Friday Morning

Our Book World It’s been a busy, people-filled week. We’ve got 44 pages of Tiny Homes on the Move completed (1st pass), and another 30 or so designed, so we’ve got a third of the book scoped out. Two great things right now:

1. High-quality material coming in practically daily.

 2. The design process, with me, Lew, David and Rick, is flowing now. The pages are looking good. Took a while to get going, but now stylin.

Solo Fridays With all this activity, I love the chance to be alone out here in this used-lumber studio, with sun now streaming in, some happy and melodic bird calls out in the garden, the little tin windmill showing a slight onshore breeze, music playing. Seems like rain is coming, we need it. I don’t agree that these bright sunny sharp days are “beautiful.” Give me clouds and a changing sky and pelting rain.
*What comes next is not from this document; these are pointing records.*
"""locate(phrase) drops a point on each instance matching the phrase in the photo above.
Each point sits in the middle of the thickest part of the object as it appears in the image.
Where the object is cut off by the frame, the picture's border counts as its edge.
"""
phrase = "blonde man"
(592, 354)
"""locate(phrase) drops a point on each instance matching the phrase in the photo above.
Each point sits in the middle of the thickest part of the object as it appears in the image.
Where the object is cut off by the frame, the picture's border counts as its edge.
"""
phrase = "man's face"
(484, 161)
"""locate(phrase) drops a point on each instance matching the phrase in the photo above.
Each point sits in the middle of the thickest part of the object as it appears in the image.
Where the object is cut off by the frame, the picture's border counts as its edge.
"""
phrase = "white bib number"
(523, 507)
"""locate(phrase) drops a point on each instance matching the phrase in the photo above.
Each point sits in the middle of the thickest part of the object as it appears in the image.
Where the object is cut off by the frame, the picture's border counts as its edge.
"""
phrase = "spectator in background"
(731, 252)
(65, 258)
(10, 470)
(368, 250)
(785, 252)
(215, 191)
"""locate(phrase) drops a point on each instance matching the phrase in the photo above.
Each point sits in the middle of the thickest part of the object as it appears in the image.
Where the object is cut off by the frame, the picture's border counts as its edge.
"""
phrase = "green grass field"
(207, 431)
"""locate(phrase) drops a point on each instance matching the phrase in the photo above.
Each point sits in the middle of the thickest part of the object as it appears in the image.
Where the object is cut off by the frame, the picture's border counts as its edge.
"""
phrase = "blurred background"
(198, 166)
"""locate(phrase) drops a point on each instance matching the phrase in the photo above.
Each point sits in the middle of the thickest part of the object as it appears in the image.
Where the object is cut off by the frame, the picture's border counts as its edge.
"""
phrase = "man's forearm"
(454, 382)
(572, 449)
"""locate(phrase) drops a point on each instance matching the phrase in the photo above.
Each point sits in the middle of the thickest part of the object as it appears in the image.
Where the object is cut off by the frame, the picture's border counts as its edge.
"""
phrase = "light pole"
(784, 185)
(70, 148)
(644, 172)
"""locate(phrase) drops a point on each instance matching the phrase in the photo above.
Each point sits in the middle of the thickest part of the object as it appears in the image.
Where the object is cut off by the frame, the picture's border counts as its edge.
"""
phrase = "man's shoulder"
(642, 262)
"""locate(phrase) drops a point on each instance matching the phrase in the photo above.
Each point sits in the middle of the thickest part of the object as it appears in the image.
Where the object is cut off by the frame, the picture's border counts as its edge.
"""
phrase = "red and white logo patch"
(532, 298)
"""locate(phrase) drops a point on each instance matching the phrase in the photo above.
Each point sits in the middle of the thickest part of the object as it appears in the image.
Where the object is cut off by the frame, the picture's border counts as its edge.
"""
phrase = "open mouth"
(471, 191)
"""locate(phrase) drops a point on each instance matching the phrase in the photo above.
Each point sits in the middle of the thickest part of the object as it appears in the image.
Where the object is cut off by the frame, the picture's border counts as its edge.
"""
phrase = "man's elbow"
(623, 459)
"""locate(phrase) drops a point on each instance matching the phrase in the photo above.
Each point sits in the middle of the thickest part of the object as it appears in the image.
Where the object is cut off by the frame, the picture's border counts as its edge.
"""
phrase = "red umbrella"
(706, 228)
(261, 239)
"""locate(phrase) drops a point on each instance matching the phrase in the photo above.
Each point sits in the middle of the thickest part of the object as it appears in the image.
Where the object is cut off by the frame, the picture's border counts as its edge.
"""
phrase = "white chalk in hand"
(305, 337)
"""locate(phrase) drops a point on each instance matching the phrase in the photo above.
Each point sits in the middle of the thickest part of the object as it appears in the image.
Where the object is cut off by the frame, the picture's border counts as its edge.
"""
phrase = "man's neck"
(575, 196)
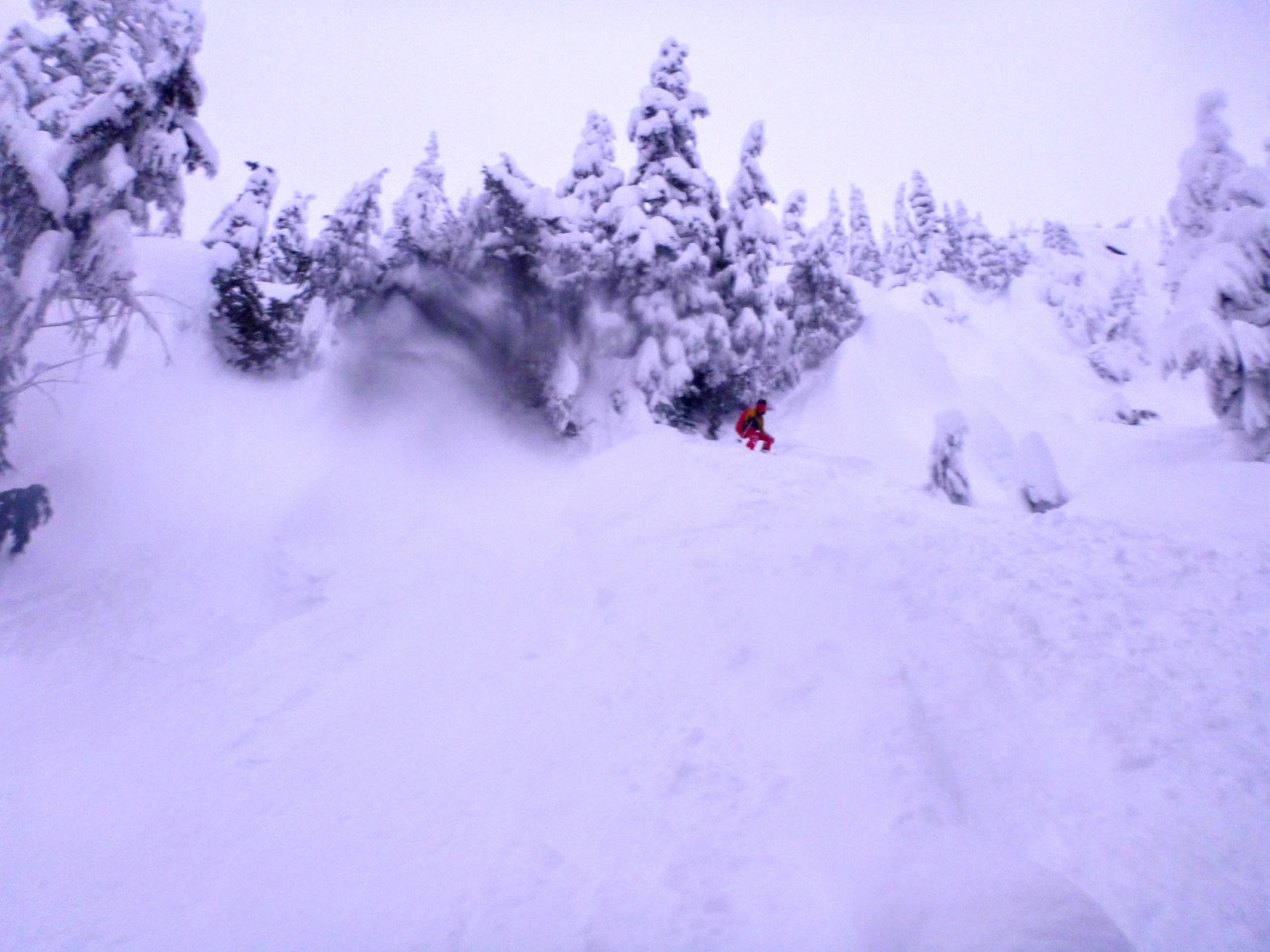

Around Here Photos of a day’s egg production by our Golden Seabright bantams, and my first wooden spoon (crude, but I’m learning fast). Going to start making spoons out of apple wood, all the other pieces of wood I’ve been collecting for years.

Justified This only for fans: Great performances the last episode, when Arlo dies. Raylan, Arlo, especially Boyd. Some terse, highly-polished script writing. In one particular scene (during opening credits) when Raylan is talking to a guy in prison and the dialogue is great, the credit, “Elmore Leonard,” rolls across the screen (series based on his stories).

Music Earlier listening to Dan Bern (“Hooker”). Right now listening to “Sinatra: Best of the Best.” This is a perceptive collection, put together in 2011; they really chose the best stuff. What a rich voice!

I grew up with Sinatra (from the ’40s-on), never paid much attention to him, and then in the 60s, upon discovering Dylan, the Stones and Beatles, I put him in the “square” category. Oh, puhleeze, not Sinatra!

   I overlooked (and misjudged) a bunch of things back then in pursuit of all things hip. In the excitement of the very real cultural revolution, there was the “hipper-than-thou” syndrome, resulting in a less-than-wide outlook on life and culture. So it is with delight that I go back in time and discover such excellence. I must confess, when I heard this version of “MyWay,” I got a chill.

Birds The red-shouldered hawk cruises in and terrifies the chickens once in a while, but they are fenced securely. Yesterday two very perky blue California Scrub Jays in garden. Resourceful, strong, smart (therefore wary) birds. Doves and quail on ground this morning, bunches of small birds. Lots of huge Canadian Geese in yonder flatlands.

About Lloyd Kahn

Lloyd Kahn started building his own home in the early '60s and went on to publish books showing homeowners how they could build their own homes with their own hands. He got his start in publishing by working as the shelter editor of the Whole Earth Catalog with Stewart Brand in the late '60s. He has since authored six highly-graphic books on homemade building, all of which are interrelated. The books, "The Shelter Library Of Building Books," include Shelter, Shelter II (1978), Home Work (2004), Builders of the Pacific Coast (2008), Tiny Homes (2012), and Tiny Homes on the Move (2014). Lloyd operates from Northern California studio built of recycled lumber, set in the midst of a vegetable garden, and hooked into the world via five Mac computers. You can check out videos (one with over 450,000 views) on Lloyd by doing a search on YouTube:

9 Responses to Friday Morning

  1. Good morning Lloyd, firstly can I say how much I love your blog. For a couple years now every Saturday morning without fail finds me in bed catching up on the many interesting posts. Just a couple of points: if you enjoy justified you would appreciate a book called Twilight by William Gay – well written southern gothic, I love the characters' voices. I smiled when I saw that you were trying spoon carving as this is one of my main pass times (I have two blogs on the subject if you are interested – also have a look at Jarrod Stonedahl if you don't already know him – very talented carver). I know how much you love music – can I rexommend The Fleet Foxes who I like to listen to when I carve, some thing about the Native American rhythms and the image of an Apalachian cabin that the songs conjure that compliment the activity. Thanks again, keep it up. Richard

  2. Richard, Great to receive this. I love your spoons ( Perfect timing. My 1st spoon was from a milled piece of walnut. Had no idea how to scoop out bowl. Just ordered 2 Frost crooked knives. Have a hatchet on order so I can start by carving from the branch. Going to post your blog in the next week or so.

  3. Lloyd-if you get some spoon tips please post them up…you and Mark Freudlin (sp?) have given the itch to try and am trying to figure out what tools I should have to start, without cutting off my fingers!

  4. And Richard, the link from Lloyd to your blog was VERY good place to start! I have been ranging around searching for just that information all weekend. Thanks for taking the time to post that

  5. Hey, it's a pleasure, glad I could help. Thanks for reading my posts – that's what makes the otherwise solitary exercise of sitting at a computer worthwhile. Let me know if I can help in any way.